Here, the MC is the “poop my pants if a woman blows on me” otaku, but he’s literally sleeping, every day, with two women who say they will do anything he wants.  But he still acts like touching them is a huge deal.

In my “Use and abuse of tropes”, I state that abuse occurs when “The author needs the trope, instead of the story.”  What do I mean by that?  The one-note joke of the series is that the MC freaks out everytime he gets near a boob.  That’s the only reed this story can blow upon, and blow it does.  If they resolved this storyline the way it naturally would if anyone found themselves in this situation, then the writers and animators couldn’t use their one and only joke.

Not understanding a trope and using it is akin to only knowing the punch line to a joke without knowing how to do the setup.  It’s the difference between a comedian and a failed comedian.

Another terrible abuse of the trope is when it comes to the elf princess.  One of the two women that the MC finds himself with is a secret princess.

The “secret princess” trope was done best by Chrono Trigger and princess Marle/Nadia.  Marle is a tomboy that dreams of adventuring rather than being a princess.  So she escapes the castle and wanders around town looking for adventure.

Why a tomboy?  Well, a princess should be the most girly woman in existence.  Etiquette, dinner parties, wearing pretty dresses, etc.  A tomboy is the exact opposite of all that.  It means that a tomboy is temperamentally opposite of what a princess should be.

marle_default

A similar character is Ciri in The Witcher.  The way this trope is supposed to work is the princess only thinks about herself and having a fun adventure, but along the way through her journey, she realizes that if a bad ruler takes over, the citizens will suffer.  Thus she resolves to become a good leader and fulfill her princess role.  That’s the trope.

However, in How Not To, the princess is effeminate, lazy, stupid, gluttonous, and acts like a slut, though the show also hints that she doesn’t understand sex because she’s stupid you see and this and the other girl has small boobs are the only other jokes in the show.  In short, she’s exactly the sort of person who would dream of being a princess.  Unlike the tomboy trope, she is temperamentally perfect for being a princess.

Instead, we are told when Plot needs to happen that she’s a princess and she doesn’t want to be a princess because reasons.  Seriously, she just says, “It’s better to make your own path.”  Which ok, if that were her actual character motivation.

Except every time we see her, she’s eating, sleeping, and never proactively doing anything.  Even when she gets kidnapped, she doesn’t do anything.  Nor does she appear to learn anything from her journey, which means she never undergoes any sort of character arc.

What could save this?  Honestly, nothing. The show has so many problems that fixing it would be like trying to make a sophisticated Michael Bay film.

If the trope were to make sense they would switch which character is the princess since the other one, (self-motivated, determined, hard-working) is the sort of person who would balk at having other people do things for her, not the person who spends all of their time sleeping in bed and doing whatever other people tell her to do.

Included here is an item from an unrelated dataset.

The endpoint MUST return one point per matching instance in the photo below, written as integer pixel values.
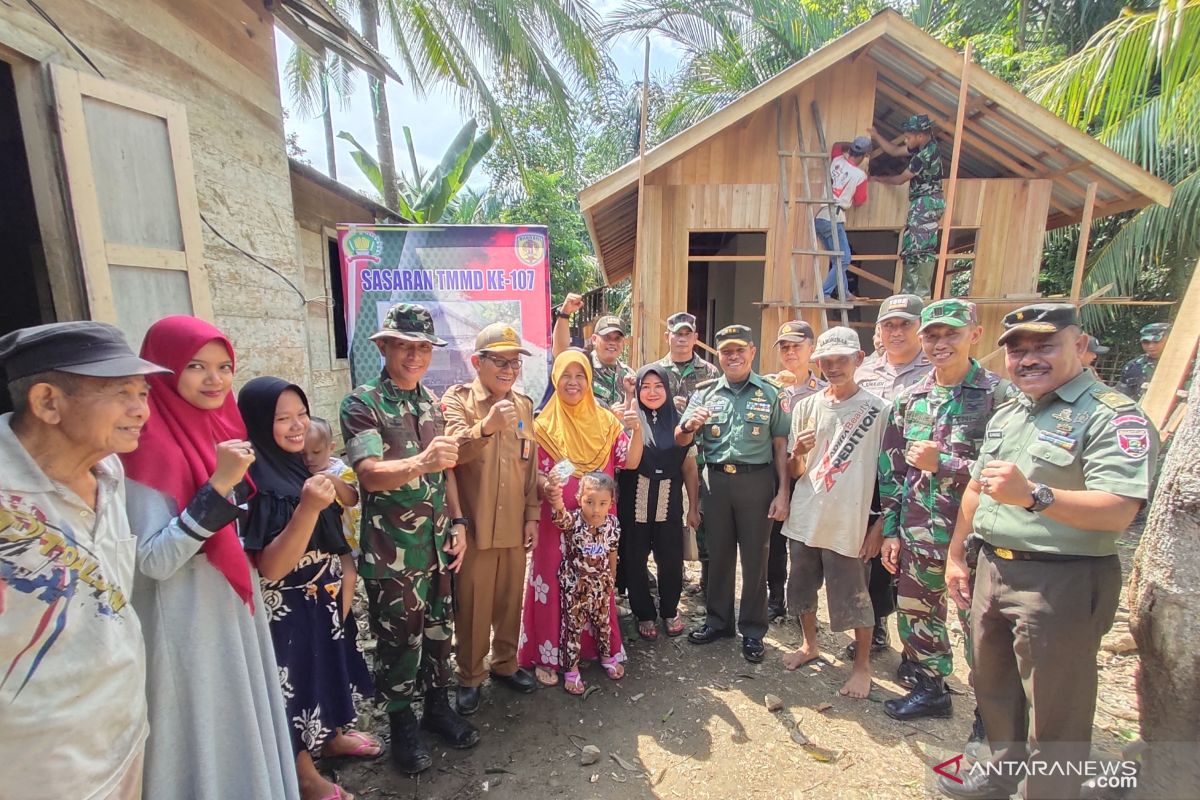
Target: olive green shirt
(1083, 435)
(744, 420)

Unfortunately, while I can hope to reach Gamelit/LitRPG writers to make my pleas, I can’t do that in the anime/manga/light novel world.  The good news is that many of the GameLit writers started doing so because they wanted to see the stories in anime done better.  Maybe we can get an American company to make an animated story out of one of the series.

Anyway, the point is that if you ever feel a need to reach for the “OMG I’ve never interacted with a girl before” trope, I have a simple mnemonic device that will help you.

DONT

So long as you remember that simple mnemonic, you will be able to write protagonists that readers and viewers won’t want to beat to death in a dark alley.